La crise entraînant les saccages, pillages et incendies de nombreux commerces, le gouvernement a mis en place des patrouilles militaires, ce qui ne s’était pas vu depuis la fin de la dictature du général Pinochet. Il a instauré l’état d’urgence et un couvre-feu dans la capitale de Santiago, dans la région de Valparaiso et de Concepcion.
Ce virage ultra sécuritaire éveille l’inquiétude de la population qui s’est remémoré les heures néfastes de la dictature. Durant les dix premiers jours de la crise sociale, les forces de l’ordre, dont l’armée, déployées dans les rues des grandes villes ont été accusées de graves violations des droits humains par plusieurs organisations internationales : des agressions sexuelles ou bien encore des cas de tortures et de blessures provoquées délibérément ont été relevées par Human Rights Watch et Amnesty International.
Un mois après le début de la crise, le président chilien assurait qu’il n’y aurait aucune impunité aussi bien pour les manifestant·es ayant commis des actes de violence que pour les policier·ières et militaires ayant commis des abus.

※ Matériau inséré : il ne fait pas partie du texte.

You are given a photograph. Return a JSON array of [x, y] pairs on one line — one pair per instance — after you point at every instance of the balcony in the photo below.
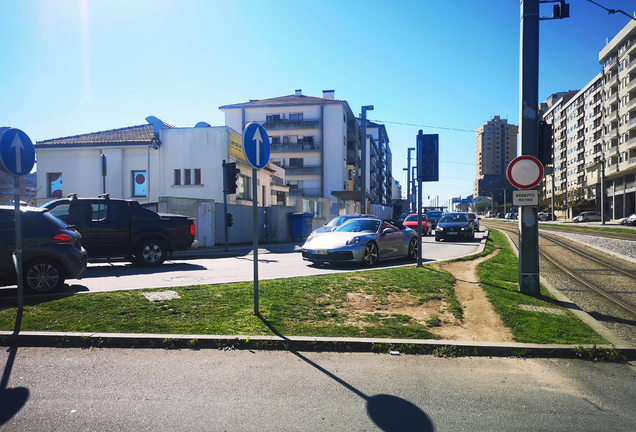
[[280, 148], [629, 164], [305, 170], [286, 124], [629, 125], [307, 192]]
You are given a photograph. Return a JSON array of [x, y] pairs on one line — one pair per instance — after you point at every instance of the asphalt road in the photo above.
[[213, 266], [161, 390]]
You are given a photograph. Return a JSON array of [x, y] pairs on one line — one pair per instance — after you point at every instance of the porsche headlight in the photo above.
[[353, 241]]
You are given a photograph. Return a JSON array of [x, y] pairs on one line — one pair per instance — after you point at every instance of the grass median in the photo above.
[[353, 304]]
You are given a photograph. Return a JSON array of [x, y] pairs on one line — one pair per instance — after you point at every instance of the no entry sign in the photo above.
[[525, 172]]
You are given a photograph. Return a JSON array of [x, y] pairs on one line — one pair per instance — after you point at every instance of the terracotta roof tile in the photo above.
[[285, 100], [129, 135]]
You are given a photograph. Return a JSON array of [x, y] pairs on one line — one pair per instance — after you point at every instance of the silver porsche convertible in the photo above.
[[364, 240]]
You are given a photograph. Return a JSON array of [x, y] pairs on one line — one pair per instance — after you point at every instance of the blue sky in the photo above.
[[71, 67]]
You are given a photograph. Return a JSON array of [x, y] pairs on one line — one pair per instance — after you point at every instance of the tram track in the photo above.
[[601, 284]]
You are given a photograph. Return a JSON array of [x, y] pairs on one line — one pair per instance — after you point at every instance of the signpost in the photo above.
[[256, 149], [427, 170], [526, 172], [17, 157]]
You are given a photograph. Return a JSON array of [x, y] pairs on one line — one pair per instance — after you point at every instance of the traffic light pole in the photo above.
[[227, 247], [528, 122]]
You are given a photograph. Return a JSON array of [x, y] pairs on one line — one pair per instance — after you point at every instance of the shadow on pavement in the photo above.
[[389, 413], [11, 399]]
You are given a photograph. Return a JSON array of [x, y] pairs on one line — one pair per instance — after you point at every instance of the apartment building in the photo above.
[[318, 142], [594, 135], [495, 147]]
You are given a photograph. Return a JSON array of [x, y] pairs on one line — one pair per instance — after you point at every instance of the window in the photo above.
[[54, 184], [139, 183]]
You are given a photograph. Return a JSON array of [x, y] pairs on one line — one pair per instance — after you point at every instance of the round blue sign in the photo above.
[[256, 145], [17, 155]]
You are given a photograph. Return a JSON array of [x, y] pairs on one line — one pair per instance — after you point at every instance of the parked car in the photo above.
[[434, 216], [51, 250], [543, 216], [411, 222], [455, 225], [117, 228], [475, 220], [335, 223], [590, 217], [364, 240]]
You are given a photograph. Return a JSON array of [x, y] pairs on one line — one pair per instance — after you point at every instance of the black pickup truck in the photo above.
[[118, 228]]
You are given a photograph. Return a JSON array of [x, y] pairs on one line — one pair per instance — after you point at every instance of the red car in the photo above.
[[411, 222]]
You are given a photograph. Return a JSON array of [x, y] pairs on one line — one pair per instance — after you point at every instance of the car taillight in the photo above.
[[64, 239]]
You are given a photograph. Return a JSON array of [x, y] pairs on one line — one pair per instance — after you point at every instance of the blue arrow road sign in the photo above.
[[17, 155], [256, 145]]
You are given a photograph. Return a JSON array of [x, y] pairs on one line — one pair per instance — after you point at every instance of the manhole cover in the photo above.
[[162, 295]]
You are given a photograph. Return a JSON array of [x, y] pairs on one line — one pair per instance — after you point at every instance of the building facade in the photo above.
[[318, 142], [594, 136], [495, 147]]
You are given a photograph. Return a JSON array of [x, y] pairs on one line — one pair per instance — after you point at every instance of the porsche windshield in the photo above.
[[360, 225]]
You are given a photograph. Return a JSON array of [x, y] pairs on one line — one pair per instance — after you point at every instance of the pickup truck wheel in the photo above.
[[43, 275], [151, 253]]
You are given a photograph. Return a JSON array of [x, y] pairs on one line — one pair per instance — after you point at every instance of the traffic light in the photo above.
[[230, 173], [560, 11], [544, 148], [427, 157]]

La Commission inter-américaine des droits de l’homme (CIDH) a envoyé une mission d’observation au Chili fin novembre pour enquêter sur ces violations présumées des droits humains. Le 31 janvier 2020, elle a publié son rapport préliminaire dénonçant un usage excessif de la force et attirant l’attention des autorités chiliennes sur les atteintes faites aux femmes (menaces de viol, viols avérés, obligation de se dénuder dans les commissariats, etc.)
La société civile en lutte contre l’impunité
Malgré la mise en place de mécanismes pour lutter contre l’impunité comme les Commissions de justice et vérité Rettig (1991) et Valech (2004), la justice chilienne s’est rapidement heurtée à la loi d’amnistie de 1978.
Entre 500 et 1 000 anciens militaires, anciens tortionnaires du régime dictatorial, avaient ainsi pu échapper à la prison ou bénéficier de nombreuses remises de peines. De plus, une partie du système judiciaire, restée fidèle au régime du général Pinochet, avait usé de son influence pour orienter les résultats des procès. L’impunité fut alors, pour de nombreux·ses Chilien·nes, le prix à payer pour le retour de la paix et de la démocratie. En 1998, l’amnistie a été jugée irrecevable pour les affaires de violations des droits humains et, depuis 2014, de nombreux procès visant les ancien·nes agent·es du régime du général Pinochet ont lieu à la Cour d’appel de Santiago. Malgré la mise en place de cette justice transitionnelle, une partie de la société civile dénonce encore l’impunité qui règne toujours et continue de révéler au monde le passé des ancien·nes agent·es de la dictature.
La justice fait cependant des progrès, comme ce 21 septembre 2018 où le juge Mario Carroza a envoyé en prison 20 ex- agent·es de la Direction nationale du renseignement (DINA), la police politique chilienne pendant la dictature militaire.